The SEC says Cohen should have suspected Martoma was getting his information from insiders. When Martoma told Cohen that he was no longer "comfortable" with the position, Cohen should have seen that as a red flag and taken action to prevent illegal trading, according to the SEC.
The SAC white paper draws attention to the fact that this was taking place in the summer of 2008—just before everything went into full meltdown mode. The broader market was in sharp decline, while shares of Elan had gone up by 40 percent, making it the second-best performer in the S&P. With perceptions of global risks mounting, having big positions in anything didn't make much sense. Even if Martoma's turnaround on Elan might have raised a "red flag" in different circumstances, getting nervous about a big position in the summer of 2008 just seemed like prudence, according to SAC's lawyers.
(Read more: Social media reaction to the Cohen charges)
What's clear from the white paper is that the SEC faces a feisty opponent in Cohen—and one armed with very clear and plausible arguments against the claims made against him. For the most part, he's not relying on legal technicalities. He's going directly at the factual claims of the government and explaining them with a compelling counter-narrative.

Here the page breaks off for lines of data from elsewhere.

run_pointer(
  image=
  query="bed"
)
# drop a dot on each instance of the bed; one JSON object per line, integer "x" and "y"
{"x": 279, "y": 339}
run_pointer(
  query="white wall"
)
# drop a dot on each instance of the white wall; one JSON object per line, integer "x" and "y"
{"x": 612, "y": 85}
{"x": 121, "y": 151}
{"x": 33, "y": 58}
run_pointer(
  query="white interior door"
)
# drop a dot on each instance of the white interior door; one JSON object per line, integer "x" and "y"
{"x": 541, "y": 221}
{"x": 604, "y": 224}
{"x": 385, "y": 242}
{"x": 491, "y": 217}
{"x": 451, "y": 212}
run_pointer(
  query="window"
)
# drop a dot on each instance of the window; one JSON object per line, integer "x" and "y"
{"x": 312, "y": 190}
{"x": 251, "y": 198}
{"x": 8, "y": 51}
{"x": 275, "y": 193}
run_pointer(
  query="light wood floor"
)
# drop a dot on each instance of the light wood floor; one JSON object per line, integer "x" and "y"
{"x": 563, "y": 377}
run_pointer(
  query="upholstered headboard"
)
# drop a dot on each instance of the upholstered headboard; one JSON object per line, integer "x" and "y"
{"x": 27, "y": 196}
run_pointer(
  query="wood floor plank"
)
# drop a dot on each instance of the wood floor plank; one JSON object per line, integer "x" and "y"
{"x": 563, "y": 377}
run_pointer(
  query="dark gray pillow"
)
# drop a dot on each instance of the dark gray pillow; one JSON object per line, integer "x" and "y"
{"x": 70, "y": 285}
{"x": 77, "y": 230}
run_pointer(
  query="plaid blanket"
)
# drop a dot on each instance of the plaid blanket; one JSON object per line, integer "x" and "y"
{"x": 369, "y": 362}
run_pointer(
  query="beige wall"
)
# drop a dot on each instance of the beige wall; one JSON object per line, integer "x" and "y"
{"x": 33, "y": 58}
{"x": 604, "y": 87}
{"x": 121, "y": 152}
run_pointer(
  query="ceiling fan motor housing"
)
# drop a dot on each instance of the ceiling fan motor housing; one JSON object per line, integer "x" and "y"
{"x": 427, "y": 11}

Here and there, however, glimpses into the darkness emerge, even in a paper written by SAC's lawyers. At one point when discussing information received from a doctor, who may or may not have had nonpublic information about the Elan/Wyeth drug trials, the white paper says that even if the doctor did have confidential information he wouldn't have been under a legal duty to keep it confidential (which, in turn, means trading on it wouldn't have been illegal). That's the kind stuff that sends chills through the spines of investors or regulators—the idea of hedge funds with access to confidential information that they are somehow allowed to trade on.